Potential turbulence ahead?
The $1.9 trillion fiscal stimulus package is expected to add juice to the economy. That has raised inflation concerns, and the market could be spooked by a CPI report that is any hotter than expected.
Gasoline prices were sharply higher in the January CPI report, up 7.4% though core inflation was flat. Gas prices could again be a factor in headline inflation in February.
Caron of Morgan Stanley said the market could get nervous when higher inflation readings show up in coming months.
“We all know there’s a rational component to it,” he said. “This should be an air pocket. The pilot told me we’re going to hit one, but I’m still nervous when we hit it.”
Prices are rising on Main Street as well. The National Federation of Independent Business’ small business survey found Tuesday that a net 25% of the firms it surveyed plan price increases.
Expectations for May
By May, Uruci of Barclays says headline inflation could be as hot as 3.6%. “There is the base effect story, but that’s just mechanical. That’s just transitory noise,” she said.
“We have consumer demand for goods remaining strong, especially after the fiscal stimulus passed in December and we have another one coming,” Uruci said. “All these are keeping core goods prices strong. The one that’s lagging will be the services side.”

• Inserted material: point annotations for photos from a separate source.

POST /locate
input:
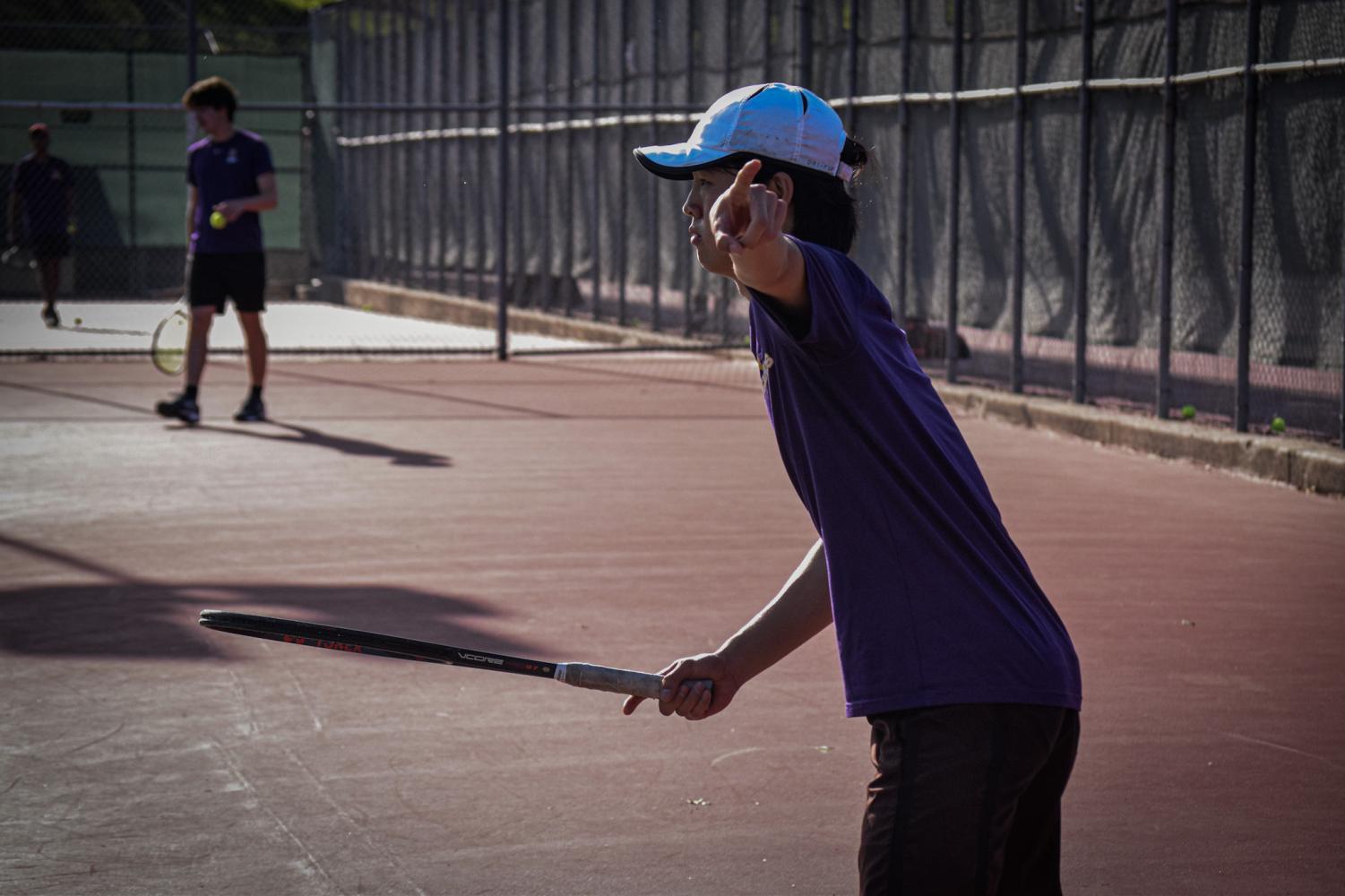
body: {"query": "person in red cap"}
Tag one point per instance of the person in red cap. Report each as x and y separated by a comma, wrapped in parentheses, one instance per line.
(42, 195)
(947, 644)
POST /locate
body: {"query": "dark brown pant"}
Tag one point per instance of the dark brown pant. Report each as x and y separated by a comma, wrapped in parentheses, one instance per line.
(966, 801)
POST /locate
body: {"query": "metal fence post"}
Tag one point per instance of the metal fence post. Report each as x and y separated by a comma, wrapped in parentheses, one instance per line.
(655, 244)
(443, 147)
(1245, 291)
(1165, 275)
(132, 207)
(851, 61)
(953, 190)
(1020, 202)
(622, 168)
(687, 264)
(502, 185)
(1081, 378)
(483, 118)
(904, 169)
(805, 51)
(547, 62)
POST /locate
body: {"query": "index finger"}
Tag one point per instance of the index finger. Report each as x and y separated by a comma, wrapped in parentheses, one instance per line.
(746, 174)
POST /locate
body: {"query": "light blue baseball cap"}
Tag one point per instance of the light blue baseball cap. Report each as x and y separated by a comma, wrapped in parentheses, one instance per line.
(775, 121)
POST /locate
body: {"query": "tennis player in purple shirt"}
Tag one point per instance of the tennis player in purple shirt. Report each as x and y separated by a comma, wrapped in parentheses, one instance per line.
(230, 180)
(947, 644)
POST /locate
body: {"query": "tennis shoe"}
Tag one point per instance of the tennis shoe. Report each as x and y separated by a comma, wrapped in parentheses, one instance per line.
(182, 408)
(253, 410)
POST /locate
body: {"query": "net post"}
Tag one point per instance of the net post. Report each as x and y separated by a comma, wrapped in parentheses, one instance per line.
(1020, 206)
(1081, 378)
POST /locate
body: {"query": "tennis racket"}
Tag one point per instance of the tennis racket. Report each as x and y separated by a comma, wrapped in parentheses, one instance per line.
(168, 348)
(619, 681)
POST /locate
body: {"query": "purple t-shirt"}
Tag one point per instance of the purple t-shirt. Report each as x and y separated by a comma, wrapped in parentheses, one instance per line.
(222, 171)
(932, 601)
(43, 187)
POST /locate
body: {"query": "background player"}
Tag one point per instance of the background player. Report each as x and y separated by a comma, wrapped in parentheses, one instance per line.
(231, 179)
(42, 194)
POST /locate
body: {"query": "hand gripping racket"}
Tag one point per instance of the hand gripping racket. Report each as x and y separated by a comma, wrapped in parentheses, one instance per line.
(620, 681)
(168, 348)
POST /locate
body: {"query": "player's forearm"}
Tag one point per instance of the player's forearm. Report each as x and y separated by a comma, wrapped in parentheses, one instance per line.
(799, 611)
(772, 270)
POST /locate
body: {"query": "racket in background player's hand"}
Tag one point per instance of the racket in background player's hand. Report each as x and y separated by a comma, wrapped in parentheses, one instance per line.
(168, 348)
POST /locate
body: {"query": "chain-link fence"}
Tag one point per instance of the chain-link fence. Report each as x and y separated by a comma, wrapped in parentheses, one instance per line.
(109, 96)
(1135, 203)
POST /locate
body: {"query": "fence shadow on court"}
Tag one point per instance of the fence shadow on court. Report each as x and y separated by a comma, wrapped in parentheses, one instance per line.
(125, 616)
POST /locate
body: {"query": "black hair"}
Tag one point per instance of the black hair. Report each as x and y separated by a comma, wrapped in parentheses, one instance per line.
(823, 210)
(212, 93)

The Barclays economist expects a hand-off between goods inflation and services inflation. But she said services inflation will include temporary one-offs as the economy adjusts to increased demand.
“Until we have the population in unity and people moving freely and going into the services that require social distancing, we’re not going to have a build in prices,” Uruci said. “That comes around Q3 or Q4. There could be some supply-side bottlenecks that manifest themselves in a few categories.”
Public transportation could see prices rise after a year of empty trains and buses.
Meanwhile, shipping costs are rising, which could affect imported goods, Uruci added.
A “sticky” increase in prices
While markets have been nervous about an overheating economy, the bond market is not pricing a much higher pace of inflation.
Market-based expectations show inflation running at an average 2.2% over the next 10 years. That’s higher the Fed’s previously targeted 2%, but well within the scope of its new policy of targeting an average range around 2%.
The Fed favors the personal consumption expenditures price index as a measure of the rising costs of goods and services. Indeed, the so-called PCE deflator has been showing a subdued level of inflation, at a pace of about 1.5% in January.
Peter Boockvar, chief investment officer at Bleakley Advisory Group has been warning about inflation for months. “Inflation still never went negative,” he said. “The whole world was shut down and inflation was never negative.”
“The question is what happens in September, October and November? Those base effects can work their way out or they could be sticky,” Boockvar said. “I think they’ll be sticky.”
Meanwhile, Mark Zandi, chief economist at Moody’s Analytics, expects a burst higher in the inflation data in the spring, and then it will fall back.
“We’ll get some big numbers here in the next couple of months,” he said. “I think we’ll go back below 2% for a bit then we’ll reaccelerate. My sense is we’ll be consistently above 2% by the end of the year going into next.”
“Then by end of 2022, inflation will be consistently above the Fed’s target,” Zandi added. “By early 2023, I think they will be raising short term interest rates.” At that point, we will be at full employment, he said.
Zandi said inflation will be higher and could get to 2.5% to 3% ultimately. That may surprise investors.
“We’ll then have to work to get inflation back to 2%. That’s a problem [Fed officials] want,” he said. “I don’t think investors have bought into how high inflation will be….For 20, 25 years, we’ve barely gotten to 2%.”